Given the current scenario, many Indian companies have been scouting for captive coal assets abroad, it said.
"While this (assets acquisition) would address the fuel supply risks that they may face, the financial risk profiles of these companies would also be impacted by the level of investment required and the funding structure for the same," Icra said.
According to the Coal Ministry's estimates, the widening demand-supply gap of the fossil fuel in India is likely to touch 142 million tonne next fiscal from projected 84 million tonne in 2010-11. The gap is pushing prices upward.
"The demand-supply gap in the domestic coal industry is likely to widen significantly over the medium to long term, largely because of the significant size of the coal-based power projects that are expected to be commissioned over this period," Icra said.

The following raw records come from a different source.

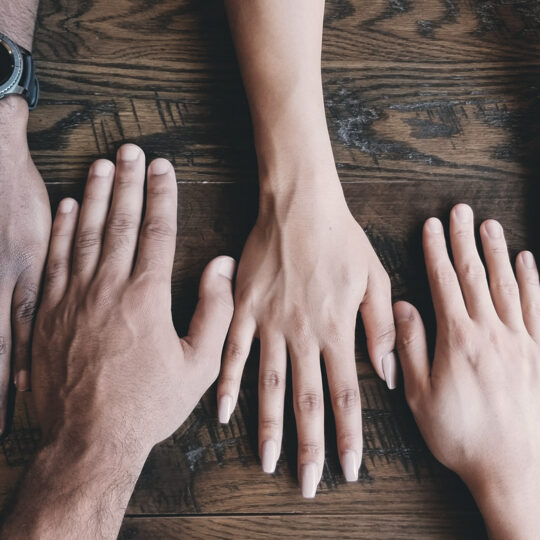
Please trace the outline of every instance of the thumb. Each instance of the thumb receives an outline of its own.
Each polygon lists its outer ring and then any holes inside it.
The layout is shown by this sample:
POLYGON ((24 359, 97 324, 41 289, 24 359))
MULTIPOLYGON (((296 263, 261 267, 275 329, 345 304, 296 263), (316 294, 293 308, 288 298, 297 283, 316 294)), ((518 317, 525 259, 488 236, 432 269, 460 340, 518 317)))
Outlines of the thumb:
MULTIPOLYGON (((429 382, 430 367, 424 323, 418 310, 408 302, 394 304, 396 344, 403 371, 409 406, 429 382)), ((414 411, 413 411, 414 412, 414 411)))
POLYGON ((188 335, 182 339, 186 356, 192 361, 215 365, 215 377, 234 312, 235 268, 236 262, 231 257, 216 257, 208 263, 201 277, 199 302, 188 335))

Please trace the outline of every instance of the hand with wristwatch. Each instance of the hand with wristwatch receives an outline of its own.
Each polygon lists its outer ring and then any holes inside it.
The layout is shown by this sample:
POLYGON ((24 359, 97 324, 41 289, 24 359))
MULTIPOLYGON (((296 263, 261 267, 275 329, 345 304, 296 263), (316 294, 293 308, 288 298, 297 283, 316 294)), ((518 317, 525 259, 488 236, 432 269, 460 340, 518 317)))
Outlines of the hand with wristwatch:
POLYGON ((0 33, 0 434, 8 396, 30 385, 34 307, 51 229, 45 184, 27 143, 39 84, 29 51, 0 33))

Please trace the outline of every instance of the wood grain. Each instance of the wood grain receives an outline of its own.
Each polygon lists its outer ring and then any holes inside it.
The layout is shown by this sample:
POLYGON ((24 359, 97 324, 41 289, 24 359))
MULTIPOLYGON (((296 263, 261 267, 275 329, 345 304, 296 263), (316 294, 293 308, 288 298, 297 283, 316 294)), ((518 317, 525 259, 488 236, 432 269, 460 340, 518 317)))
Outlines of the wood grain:
MULTIPOLYGON (((432 333, 420 243, 427 217, 447 220, 467 202, 478 222, 502 222, 512 255, 540 248, 538 3, 327 0, 323 41, 345 196, 394 296, 415 302, 432 333)), ((80 199, 92 160, 113 158, 125 141, 174 163, 173 316, 184 332, 205 264, 238 257, 257 212, 249 112, 221 0, 43 0, 35 56, 43 92, 29 140, 53 207, 80 199)), ((211 389, 152 452, 121 537, 483 538, 474 502, 427 451, 402 390, 375 378, 360 322, 357 337, 357 483, 341 476, 327 418, 320 492, 301 498, 290 391, 277 471, 261 472, 255 344, 230 425, 218 424, 211 389)), ((0 439, 2 502, 39 437, 28 397, 0 439)))

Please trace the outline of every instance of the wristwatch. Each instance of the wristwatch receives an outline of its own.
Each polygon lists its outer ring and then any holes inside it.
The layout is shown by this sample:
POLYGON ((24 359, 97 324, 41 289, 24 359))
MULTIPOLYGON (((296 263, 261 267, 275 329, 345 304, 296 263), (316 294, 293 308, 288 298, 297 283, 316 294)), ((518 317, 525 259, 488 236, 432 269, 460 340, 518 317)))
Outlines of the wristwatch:
POLYGON ((13 94, 26 99, 33 110, 39 99, 39 82, 32 55, 0 33, 0 99, 13 94))

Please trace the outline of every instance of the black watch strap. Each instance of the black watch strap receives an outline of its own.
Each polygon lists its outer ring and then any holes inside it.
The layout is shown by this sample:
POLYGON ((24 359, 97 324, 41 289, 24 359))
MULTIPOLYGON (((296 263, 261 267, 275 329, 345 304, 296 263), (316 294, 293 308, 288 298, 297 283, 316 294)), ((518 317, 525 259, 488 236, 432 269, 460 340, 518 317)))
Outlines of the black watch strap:
POLYGON ((37 107, 39 101, 39 81, 36 77, 34 59, 32 55, 22 50, 24 69, 19 85, 24 88, 24 98, 28 102, 28 108, 32 111, 37 107))

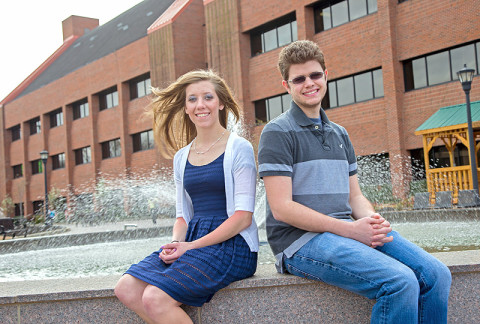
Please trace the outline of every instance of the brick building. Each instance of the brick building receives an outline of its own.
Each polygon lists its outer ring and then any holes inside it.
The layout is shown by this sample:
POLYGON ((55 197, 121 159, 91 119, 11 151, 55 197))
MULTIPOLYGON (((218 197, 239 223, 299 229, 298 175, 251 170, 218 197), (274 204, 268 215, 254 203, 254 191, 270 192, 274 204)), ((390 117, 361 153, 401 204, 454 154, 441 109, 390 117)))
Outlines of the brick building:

Primarily driven by the rising demand from power sector, which consumes 70% of the country's total fossil fuel requirement, coal demand grew by 8% between FY06 and FY10 to reach to around 600 million tonne.
On the other hand, coal production recorded around seven per cent growth during the period leading to demand-supply gap to widening further. India had produced just over 500 million tonne coal in 2009-10.
The shortfall is met through import, which is always a costly proposition. Again, the long-term supply could be a challenge going forward considering the increasing demand for coal from many emerging economies.
Power generation through thermal power sector, which Icra believes to continue to be the prime mover of coal demand in the country, has gone up to 90 Giga Watt (GW) at the end of November last year from 71 GW at the end of FY07. It is likely to increase further to 113 GW by FY12-end.